9.) Always apply logic, reason, and rational thinking: Pick an interpretation fully fitting with all logic, reason, and rational thinking. (Back to the spiritual gifts illustration. If the writer spent a whole chapter saying all gifts are equal and necessary, that none are greater than any others, … do not choose an interpretation for the very next verse that would command us to desire what God spent the previous 30 verses saying doesn’t exist, and that you can’t get, period, regardless of your desire. “Earnestly desire the greater gifts”, contradicts everything prior. Look for the “other” possible meaning. Note: There is one.

10.) Start with the Easiest/Clearest … data on the topic: Interpret the clearest, easiest understood, most straightforward data/passages first—then the more complex or difficult passages. The complex, convoluted, and difficult passages are easy to distort to fit beliefs.
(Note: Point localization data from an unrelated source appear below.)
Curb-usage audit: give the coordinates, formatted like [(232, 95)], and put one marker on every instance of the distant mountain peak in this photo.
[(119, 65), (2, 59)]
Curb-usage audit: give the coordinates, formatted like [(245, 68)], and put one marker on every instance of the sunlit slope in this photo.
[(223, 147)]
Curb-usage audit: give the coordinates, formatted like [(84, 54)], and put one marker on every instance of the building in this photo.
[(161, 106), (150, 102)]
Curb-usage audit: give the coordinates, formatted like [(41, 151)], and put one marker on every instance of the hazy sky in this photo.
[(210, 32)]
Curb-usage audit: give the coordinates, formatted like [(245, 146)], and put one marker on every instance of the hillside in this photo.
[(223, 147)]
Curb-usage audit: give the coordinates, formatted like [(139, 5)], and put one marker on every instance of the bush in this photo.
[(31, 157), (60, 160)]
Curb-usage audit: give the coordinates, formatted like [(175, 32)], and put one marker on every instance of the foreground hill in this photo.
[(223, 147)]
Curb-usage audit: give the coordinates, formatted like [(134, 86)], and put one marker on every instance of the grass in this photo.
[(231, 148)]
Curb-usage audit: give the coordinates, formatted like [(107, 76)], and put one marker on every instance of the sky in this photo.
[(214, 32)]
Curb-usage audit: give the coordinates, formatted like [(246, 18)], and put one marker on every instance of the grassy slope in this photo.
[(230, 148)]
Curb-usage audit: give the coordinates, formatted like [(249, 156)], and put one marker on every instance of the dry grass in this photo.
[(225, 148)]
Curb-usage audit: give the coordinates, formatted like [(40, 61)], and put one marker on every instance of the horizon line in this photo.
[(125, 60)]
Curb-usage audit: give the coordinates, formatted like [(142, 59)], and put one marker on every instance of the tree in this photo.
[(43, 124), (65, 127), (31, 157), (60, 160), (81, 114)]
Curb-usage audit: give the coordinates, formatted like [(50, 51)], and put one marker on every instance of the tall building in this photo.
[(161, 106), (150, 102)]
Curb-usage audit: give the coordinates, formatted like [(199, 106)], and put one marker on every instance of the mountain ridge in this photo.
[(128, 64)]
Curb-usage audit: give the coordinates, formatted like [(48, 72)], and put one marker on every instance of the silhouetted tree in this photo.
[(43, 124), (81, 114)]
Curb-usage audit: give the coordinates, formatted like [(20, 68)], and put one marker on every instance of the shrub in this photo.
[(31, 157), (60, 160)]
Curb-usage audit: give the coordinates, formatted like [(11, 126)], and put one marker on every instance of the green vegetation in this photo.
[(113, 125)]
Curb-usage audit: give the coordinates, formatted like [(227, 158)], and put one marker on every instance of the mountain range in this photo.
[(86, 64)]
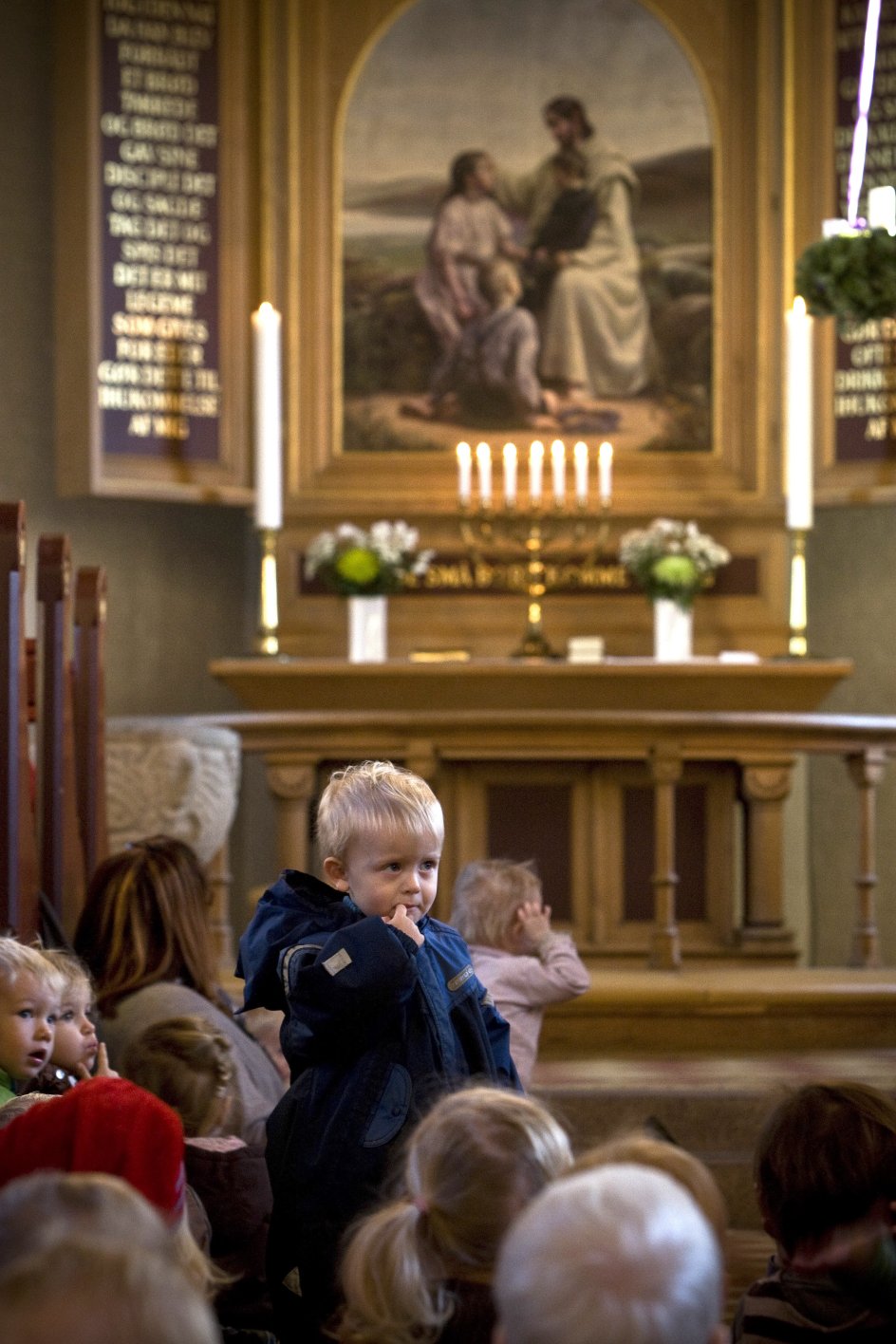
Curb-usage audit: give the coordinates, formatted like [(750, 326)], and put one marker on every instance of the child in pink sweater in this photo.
[(519, 959)]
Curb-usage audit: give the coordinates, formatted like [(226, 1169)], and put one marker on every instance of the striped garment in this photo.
[(786, 1308)]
11.) It ALL fits together: Pick a meaning for the parts that fully fit with the whole of the data that might pertain without adding meaning, subtracting meaning, or distorting anything to force it to comply with your beliefs. If everything gathered (#3 above) does not fully fit with everything in #4-10 above, you have the wrong meaning, and you are forcing the scriptures to fit what you want to believe “as” truth.

12.) Keep on continuously proving all things over and over again as a habit and way of life and never stop … and hold fast to what is good/true. Getting to truth is an ongoing process that never ends. One single verse, one fact you missed, one slight change in interpretation … can force a complete reevaluation and even a complete a change of beliefs. That is, if you love truth, and obey what God commands all His people to be continuously doing for and by themselves. If not …

13.) It’s all on You! Trusting others to get to truth “for” you, is like trusting others to have a relationship with your wife / husband / kids “for” you. It cannot be done. Your failure to keep on habitually doing as God commands all His people to keep on habitually doing, proves you have gathered enough using Methodology One to hold fast to what you want to believe and fall short of 2Th. 2:10-12

The wonder isn't that there are over 500 "brands" of Baptists on the North American continent all with slight variations in beliefs, the wonder is that "if we change our methodology" to one designed to get us closer and closer to truth, altering our beliefs as we go, we will all end up unifying in our faith more and more, rather than just holding fast to our beliefs "as" truth. You see ...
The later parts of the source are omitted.